Influenza is a highly contagious viral infection of the respiratory system. Many studies provide compelling evidence that the abnormal production of reactive oxygen species is a crucial mediator of acute lung injury in influenza A virus infection. Therefore, antioxidants are potentially useful against this ongoing clinical problem. Our studies showed that S-adenosyl-L-methionine (SAM) has a protective effect in a model of influenza infection in mice. This substance converts into glutathione - the main antioxidant in the body, through a multistep biochemical cycle. In the present study, we report the effect of combined treatment with SAM and the antiviral agent oseltamivir in infected with influenza A virus mice.

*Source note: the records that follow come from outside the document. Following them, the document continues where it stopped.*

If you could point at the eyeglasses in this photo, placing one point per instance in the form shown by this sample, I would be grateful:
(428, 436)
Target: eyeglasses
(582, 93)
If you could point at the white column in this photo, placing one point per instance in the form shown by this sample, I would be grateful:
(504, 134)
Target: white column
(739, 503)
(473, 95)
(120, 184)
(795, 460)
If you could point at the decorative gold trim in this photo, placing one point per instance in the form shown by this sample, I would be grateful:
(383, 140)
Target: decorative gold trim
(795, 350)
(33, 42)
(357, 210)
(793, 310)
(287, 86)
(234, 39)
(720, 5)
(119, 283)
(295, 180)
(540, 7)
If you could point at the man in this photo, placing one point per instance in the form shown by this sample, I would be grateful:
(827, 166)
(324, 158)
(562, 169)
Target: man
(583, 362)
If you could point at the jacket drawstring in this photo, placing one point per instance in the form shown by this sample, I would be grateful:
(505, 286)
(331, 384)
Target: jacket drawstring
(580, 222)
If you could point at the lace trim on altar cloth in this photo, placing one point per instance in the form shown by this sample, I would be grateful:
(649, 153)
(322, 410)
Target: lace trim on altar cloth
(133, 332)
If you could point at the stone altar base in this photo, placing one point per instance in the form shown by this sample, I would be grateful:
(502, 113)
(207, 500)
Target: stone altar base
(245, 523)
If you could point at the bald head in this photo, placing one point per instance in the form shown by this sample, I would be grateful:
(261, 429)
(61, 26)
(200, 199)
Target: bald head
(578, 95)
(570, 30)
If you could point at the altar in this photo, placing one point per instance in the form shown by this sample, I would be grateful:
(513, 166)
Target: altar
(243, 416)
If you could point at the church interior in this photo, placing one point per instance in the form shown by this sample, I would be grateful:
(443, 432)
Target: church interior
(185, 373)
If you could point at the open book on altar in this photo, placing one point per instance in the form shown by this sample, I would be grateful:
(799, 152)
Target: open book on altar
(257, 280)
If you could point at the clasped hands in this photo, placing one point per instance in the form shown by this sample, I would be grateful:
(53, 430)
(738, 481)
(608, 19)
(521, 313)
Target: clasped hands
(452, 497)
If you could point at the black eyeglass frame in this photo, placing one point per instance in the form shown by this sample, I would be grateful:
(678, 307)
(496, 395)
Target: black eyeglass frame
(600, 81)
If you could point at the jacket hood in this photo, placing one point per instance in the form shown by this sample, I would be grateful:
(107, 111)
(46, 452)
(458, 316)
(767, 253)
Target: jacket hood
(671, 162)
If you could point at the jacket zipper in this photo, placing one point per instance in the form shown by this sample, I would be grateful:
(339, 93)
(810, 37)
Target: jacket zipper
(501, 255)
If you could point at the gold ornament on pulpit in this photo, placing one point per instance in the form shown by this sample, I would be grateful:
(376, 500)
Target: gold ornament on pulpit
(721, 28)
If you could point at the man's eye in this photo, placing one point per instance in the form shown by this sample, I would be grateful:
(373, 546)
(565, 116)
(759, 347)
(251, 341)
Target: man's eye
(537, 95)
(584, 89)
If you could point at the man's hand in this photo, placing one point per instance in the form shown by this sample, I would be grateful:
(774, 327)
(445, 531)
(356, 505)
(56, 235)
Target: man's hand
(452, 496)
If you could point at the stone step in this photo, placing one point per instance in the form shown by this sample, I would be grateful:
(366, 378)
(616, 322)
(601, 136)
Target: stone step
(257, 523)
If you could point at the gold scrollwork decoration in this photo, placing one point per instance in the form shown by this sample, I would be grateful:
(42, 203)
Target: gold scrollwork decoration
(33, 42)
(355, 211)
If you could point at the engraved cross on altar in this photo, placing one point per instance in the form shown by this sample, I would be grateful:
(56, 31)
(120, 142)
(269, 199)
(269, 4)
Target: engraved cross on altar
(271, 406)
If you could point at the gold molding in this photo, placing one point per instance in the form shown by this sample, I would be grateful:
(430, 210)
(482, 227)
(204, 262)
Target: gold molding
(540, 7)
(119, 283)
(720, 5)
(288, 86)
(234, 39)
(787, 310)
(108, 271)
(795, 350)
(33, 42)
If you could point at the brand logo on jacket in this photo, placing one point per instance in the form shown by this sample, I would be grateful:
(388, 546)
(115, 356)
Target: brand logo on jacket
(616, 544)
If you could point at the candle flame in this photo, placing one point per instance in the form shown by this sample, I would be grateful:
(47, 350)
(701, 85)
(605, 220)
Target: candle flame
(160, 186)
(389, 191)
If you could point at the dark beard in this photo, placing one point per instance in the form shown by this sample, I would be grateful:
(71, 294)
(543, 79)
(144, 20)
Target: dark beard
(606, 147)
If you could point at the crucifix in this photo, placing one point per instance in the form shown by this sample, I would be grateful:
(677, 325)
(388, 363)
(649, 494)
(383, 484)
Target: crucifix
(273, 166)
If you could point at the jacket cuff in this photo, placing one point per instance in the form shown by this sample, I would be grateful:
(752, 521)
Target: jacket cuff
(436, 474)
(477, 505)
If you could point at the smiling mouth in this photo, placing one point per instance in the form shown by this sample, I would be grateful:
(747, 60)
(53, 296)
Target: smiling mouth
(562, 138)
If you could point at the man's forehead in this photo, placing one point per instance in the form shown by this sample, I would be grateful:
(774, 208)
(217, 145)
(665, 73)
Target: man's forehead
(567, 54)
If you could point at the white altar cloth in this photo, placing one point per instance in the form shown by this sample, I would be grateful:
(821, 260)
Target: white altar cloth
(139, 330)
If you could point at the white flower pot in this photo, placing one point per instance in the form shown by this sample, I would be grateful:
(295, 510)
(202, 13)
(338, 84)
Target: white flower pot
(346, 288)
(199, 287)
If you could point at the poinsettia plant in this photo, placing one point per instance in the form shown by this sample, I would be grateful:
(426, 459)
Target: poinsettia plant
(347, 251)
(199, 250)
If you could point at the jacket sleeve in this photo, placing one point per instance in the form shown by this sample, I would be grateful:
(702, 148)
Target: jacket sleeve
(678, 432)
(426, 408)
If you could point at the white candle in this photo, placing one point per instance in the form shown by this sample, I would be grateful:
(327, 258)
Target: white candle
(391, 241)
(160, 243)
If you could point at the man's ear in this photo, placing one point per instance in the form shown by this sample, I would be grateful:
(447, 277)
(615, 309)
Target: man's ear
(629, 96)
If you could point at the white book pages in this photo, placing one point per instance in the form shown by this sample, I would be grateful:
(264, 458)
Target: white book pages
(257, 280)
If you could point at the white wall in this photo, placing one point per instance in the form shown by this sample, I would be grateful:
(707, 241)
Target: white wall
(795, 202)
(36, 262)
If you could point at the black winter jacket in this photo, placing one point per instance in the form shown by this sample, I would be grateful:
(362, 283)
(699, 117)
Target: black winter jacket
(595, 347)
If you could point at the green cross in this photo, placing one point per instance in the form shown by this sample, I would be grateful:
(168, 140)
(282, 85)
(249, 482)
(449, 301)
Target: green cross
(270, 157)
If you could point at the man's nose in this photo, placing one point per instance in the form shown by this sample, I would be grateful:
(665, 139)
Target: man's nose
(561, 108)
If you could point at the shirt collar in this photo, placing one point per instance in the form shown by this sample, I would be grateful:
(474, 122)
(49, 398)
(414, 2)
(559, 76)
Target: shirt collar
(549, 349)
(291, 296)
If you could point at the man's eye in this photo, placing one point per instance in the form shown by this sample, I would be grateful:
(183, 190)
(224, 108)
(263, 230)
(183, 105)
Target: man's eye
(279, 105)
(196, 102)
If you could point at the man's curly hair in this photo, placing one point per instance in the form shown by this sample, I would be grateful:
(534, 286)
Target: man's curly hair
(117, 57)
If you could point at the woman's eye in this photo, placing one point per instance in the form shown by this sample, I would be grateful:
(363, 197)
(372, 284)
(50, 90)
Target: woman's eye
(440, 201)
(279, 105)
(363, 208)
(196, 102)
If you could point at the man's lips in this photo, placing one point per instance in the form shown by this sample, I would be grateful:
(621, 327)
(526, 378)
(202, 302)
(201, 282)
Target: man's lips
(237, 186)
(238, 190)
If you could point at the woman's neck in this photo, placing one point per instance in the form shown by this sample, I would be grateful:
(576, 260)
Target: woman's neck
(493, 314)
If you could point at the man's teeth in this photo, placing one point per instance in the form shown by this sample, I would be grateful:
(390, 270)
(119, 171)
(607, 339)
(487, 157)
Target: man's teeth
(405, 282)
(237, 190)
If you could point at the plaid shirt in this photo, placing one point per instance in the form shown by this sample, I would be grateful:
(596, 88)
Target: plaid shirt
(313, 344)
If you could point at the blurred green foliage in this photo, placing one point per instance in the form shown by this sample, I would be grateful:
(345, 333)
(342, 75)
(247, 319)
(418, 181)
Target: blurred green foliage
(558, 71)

SAM was given as a single daily dose of 50 and 100 mg/kg in different mice groups, starting from 5 days before infection until day 4 after infection. Oseltamivir was given in a dose of 2.5 mg/kg daily in two intakes for 5 days, starting from 4 h before infection. End-point evaluation was 14 - day survival. Survival was 70% in the treatment with oseltamivir and rose to 90% in the treatment with oseltamivir and SAM in both doses. SAM alone did not show any antiviral activity. The present findings suggest that therapy with molecules converted into antioxidants in the body increases survival by modulating the host defense mechanisms and by a direct antioxidant effect against oxidative stress associated with viral infections. This study demonstrated the effectiveness of combining agents that act through different mechanisms - antiviral drug oseltamivir as a specific neuraminidase inhibitor of influenza virus, and SAM as a precursor of the most important antioxidant - glutathione.